El autor de estas tres postales callejeras de Medellín
es editor general de la revista THC y redactor
de Página12 en Argentina.
Pasó por la ciudad invitado para dar una charla
en la Universidad de Antioquia sobre el tema
de despenalización. No se pudo. La U de A estaba cerrada por fallos en su aeropuerto.
    

Parrandera

Ilustración Cachorro

En medio de esa ciudad descuajada, irregular, sombría por momentos; en medio de las calles multitudinarias del centro, de gente apurada por el día nublado, descubrí que Medellín era un lugar especial, distinto, violentamente romántico. Estaba deambulando cerca de la estación de metro del Parque de Berrío, sin otro rumbo que una cigarrería que vendía paquetes de Marlboro, enteros, un atado de 20. Eso de la venta al menudeo me desesperaba, como a cualquier fumador que se queda sin cigarrillos a las tres de la mañana. Además era totalmente antieconómico, si uno tiene el dinero y los pulmones para fumar cada treinta minutos; y encima está de vacaciones.

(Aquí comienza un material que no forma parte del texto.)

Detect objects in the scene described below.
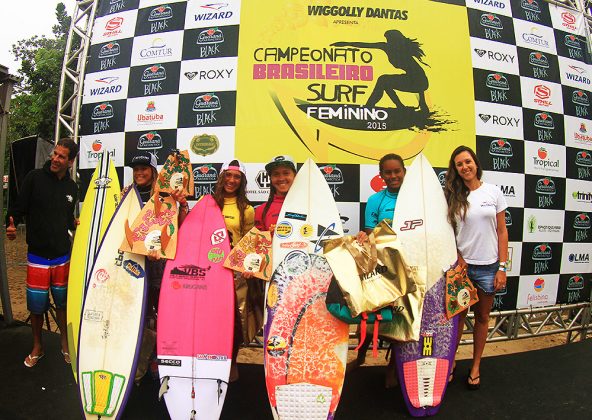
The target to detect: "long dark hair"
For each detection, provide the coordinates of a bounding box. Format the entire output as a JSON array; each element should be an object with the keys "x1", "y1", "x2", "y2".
[
  {"x1": 444, "y1": 146, "x2": 483, "y2": 230},
  {"x1": 212, "y1": 160, "x2": 251, "y2": 239}
]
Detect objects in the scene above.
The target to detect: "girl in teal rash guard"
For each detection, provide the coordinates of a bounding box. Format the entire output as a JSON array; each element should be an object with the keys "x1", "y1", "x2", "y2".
[{"x1": 347, "y1": 153, "x2": 406, "y2": 388}]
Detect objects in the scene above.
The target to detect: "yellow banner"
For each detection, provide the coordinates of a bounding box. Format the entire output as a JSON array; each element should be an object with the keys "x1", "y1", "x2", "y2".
[{"x1": 236, "y1": 0, "x2": 475, "y2": 167}]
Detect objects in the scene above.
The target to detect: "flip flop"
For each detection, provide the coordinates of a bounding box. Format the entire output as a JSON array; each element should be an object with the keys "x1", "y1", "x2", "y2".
[{"x1": 23, "y1": 353, "x2": 45, "y2": 368}]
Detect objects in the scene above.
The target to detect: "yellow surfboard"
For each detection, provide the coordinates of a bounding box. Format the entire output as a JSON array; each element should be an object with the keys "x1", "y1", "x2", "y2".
[{"x1": 66, "y1": 153, "x2": 121, "y2": 380}]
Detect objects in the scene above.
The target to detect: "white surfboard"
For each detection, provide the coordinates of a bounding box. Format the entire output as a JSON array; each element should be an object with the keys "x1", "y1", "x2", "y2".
[
  {"x1": 394, "y1": 154, "x2": 458, "y2": 417},
  {"x1": 272, "y1": 158, "x2": 343, "y2": 270},
  {"x1": 78, "y1": 187, "x2": 146, "y2": 419}
]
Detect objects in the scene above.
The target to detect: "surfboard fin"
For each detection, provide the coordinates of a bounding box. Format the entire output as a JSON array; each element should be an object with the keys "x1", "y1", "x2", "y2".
[{"x1": 158, "y1": 376, "x2": 169, "y2": 401}]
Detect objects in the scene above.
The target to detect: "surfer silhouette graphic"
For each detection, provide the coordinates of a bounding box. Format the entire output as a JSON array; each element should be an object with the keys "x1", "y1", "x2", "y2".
[{"x1": 331, "y1": 29, "x2": 429, "y2": 114}]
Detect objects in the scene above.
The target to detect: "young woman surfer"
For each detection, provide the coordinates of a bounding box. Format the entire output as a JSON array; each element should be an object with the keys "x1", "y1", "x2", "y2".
[
  {"x1": 212, "y1": 159, "x2": 255, "y2": 382},
  {"x1": 444, "y1": 146, "x2": 508, "y2": 390},
  {"x1": 348, "y1": 153, "x2": 406, "y2": 388}
]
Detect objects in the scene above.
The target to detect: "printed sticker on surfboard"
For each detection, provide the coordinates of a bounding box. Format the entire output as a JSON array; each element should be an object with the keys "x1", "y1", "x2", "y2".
[
  {"x1": 264, "y1": 250, "x2": 349, "y2": 420},
  {"x1": 224, "y1": 227, "x2": 272, "y2": 281},
  {"x1": 78, "y1": 187, "x2": 146, "y2": 419},
  {"x1": 119, "y1": 192, "x2": 179, "y2": 259},
  {"x1": 155, "y1": 150, "x2": 195, "y2": 197},
  {"x1": 272, "y1": 159, "x2": 343, "y2": 270},
  {"x1": 390, "y1": 154, "x2": 458, "y2": 417},
  {"x1": 157, "y1": 195, "x2": 234, "y2": 420},
  {"x1": 66, "y1": 153, "x2": 121, "y2": 380}
]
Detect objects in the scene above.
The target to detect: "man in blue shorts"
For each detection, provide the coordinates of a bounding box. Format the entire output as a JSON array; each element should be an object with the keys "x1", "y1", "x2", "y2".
[{"x1": 6, "y1": 139, "x2": 78, "y2": 368}]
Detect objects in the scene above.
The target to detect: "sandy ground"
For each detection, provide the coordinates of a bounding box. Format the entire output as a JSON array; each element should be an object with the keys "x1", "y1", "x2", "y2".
[{"x1": 2, "y1": 231, "x2": 567, "y2": 365}]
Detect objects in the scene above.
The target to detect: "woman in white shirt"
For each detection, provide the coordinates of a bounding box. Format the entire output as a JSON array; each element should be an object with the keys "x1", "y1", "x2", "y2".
[{"x1": 445, "y1": 146, "x2": 508, "y2": 390}]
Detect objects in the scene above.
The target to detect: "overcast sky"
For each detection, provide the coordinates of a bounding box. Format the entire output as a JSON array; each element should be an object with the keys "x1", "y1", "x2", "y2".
[{"x1": 0, "y1": 0, "x2": 76, "y2": 74}]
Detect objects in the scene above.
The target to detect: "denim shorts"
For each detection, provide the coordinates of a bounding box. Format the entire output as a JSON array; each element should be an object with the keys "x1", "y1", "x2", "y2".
[{"x1": 467, "y1": 261, "x2": 499, "y2": 295}]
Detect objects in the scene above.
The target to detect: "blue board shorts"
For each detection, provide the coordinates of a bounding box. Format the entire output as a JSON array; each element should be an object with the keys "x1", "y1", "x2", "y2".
[
  {"x1": 467, "y1": 261, "x2": 499, "y2": 295},
  {"x1": 27, "y1": 253, "x2": 70, "y2": 315}
]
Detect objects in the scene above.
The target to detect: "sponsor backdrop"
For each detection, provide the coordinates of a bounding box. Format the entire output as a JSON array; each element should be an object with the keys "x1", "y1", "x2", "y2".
[{"x1": 79, "y1": 0, "x2": 592, "y2": 310}]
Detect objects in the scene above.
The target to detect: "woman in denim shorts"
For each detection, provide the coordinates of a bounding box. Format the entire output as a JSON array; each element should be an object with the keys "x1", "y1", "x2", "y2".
[{"x1": 445, "y1": 146, "x2": 508, "y2": 390}]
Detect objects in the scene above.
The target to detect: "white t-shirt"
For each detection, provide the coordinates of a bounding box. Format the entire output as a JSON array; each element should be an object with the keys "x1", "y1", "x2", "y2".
[{"x1": 456, "y1": 183, "x2": 508, "y2": 265}]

El lugar que había descubierto no solo vendía paquetes. Lo hacía a un precio justo, tan justo que era el mismo todos los días. Creo que ese día era la segunda vez que iba y compraba dos atados porque la chica ya me conocía y me sonrió comprensiva. Ella tal vez sospechara lo que pasaba: había viajado 5 estaciones de metro para comprar ese bendito atado, como decimos en Argentina, estaba realmente "al pedo". Era tarde y como estaba nublado, los alrededores del metro se veían más oscurecidos que de costumbre. Me fui por un poco de café, un culito de tinto, para tomar en el Parque de Berrío, sentarme y pasar quince minutos, suficientes para fumar, tomar café y lo más importante: justificar la breve salida.

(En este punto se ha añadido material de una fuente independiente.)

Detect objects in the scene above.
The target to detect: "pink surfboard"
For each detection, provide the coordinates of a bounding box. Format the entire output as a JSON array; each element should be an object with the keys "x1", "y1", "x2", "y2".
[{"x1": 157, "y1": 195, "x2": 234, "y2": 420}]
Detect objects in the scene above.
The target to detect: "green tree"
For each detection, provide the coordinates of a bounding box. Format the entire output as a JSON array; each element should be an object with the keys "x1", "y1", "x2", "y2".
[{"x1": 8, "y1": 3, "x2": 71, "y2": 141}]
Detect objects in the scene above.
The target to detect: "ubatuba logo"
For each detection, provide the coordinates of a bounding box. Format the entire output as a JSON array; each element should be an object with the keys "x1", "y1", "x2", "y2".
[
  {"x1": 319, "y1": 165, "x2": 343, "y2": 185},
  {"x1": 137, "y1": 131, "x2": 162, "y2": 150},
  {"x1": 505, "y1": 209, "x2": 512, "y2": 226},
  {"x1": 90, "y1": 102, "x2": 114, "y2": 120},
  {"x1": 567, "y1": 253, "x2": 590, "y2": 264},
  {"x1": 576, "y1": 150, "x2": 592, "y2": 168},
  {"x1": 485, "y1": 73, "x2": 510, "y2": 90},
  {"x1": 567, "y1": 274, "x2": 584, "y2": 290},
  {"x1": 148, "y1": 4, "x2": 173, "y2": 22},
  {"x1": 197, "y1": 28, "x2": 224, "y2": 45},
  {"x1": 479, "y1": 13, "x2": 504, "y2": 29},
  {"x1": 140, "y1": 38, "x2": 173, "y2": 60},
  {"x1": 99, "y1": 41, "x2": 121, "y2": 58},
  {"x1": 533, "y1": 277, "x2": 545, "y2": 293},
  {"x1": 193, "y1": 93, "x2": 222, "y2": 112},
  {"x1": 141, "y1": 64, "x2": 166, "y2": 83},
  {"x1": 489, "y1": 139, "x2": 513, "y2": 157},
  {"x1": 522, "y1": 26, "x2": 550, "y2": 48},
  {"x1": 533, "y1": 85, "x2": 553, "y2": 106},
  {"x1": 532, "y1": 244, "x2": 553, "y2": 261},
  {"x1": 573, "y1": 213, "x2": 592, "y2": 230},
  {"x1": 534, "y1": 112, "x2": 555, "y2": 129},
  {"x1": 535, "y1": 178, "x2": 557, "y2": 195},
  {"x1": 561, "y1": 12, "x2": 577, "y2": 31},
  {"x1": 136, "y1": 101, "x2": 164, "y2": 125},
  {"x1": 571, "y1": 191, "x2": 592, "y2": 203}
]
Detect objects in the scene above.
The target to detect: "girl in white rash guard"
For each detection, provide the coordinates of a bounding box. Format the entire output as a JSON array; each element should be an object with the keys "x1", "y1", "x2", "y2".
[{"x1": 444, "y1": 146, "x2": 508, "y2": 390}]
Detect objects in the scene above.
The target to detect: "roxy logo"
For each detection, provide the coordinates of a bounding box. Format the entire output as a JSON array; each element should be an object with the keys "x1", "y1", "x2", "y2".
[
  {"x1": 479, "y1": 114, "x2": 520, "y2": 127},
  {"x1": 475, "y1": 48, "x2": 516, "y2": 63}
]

Y entonces oí la música. No sabía que le decían "parrandera". A mí me sonaba como al ritmo del porro, al del paseo. Quedé maravillado de inmediato con la imagen. Había cinco parejas de viejitos bailando. Se movían como una barcaza en un día de viento, un contoneo perfecto, sonreían. Tenían pinta de campesinos, de hombres y mujeres que vinieron a la ciudad a hacer un trámite, a ver a sus hijos o a comprar ropa. Estaban rodeados de gente y los tres guitarristas, paisanos también, cantaban una de amor, con cierta picardía. Los bailarines se sabían la letra y la repetían con los labios, de memoria, pero sin usar la voz. Parecía que habían cambiado el tiempo, como si estuvieran en el patio de su casa bailando una canción que suena en la radio, luego de regar la quinta.

En ese mismo momento me acordé de una frase emblemática del DT argentino Mostaza Merlo, que sacó campeón a Racing en medio de la crisis del 2001, después de 35 años: "No creo en la felicidad, solo en los buenos momentos". Prendí otro cigarrillo y los seguí viendo bailar. Empezó a lloviznar. Todas las parejas seguían bailando y los músicos, que se miraban entre sí, acordaban sin hablar que seguirían tocando. Una canción hablaba de animales, mencionaba el tigre, el osito hormiguero, la garrapata, la gallinaza, los conejos, las culebras y los jabalíes. Recuerdo dos versos: "Que salgan las mariposas de 400 colores" / "que salga el escarabajo que pisco se emborracha". Me di cuenta que estaba ante una teletrasportación.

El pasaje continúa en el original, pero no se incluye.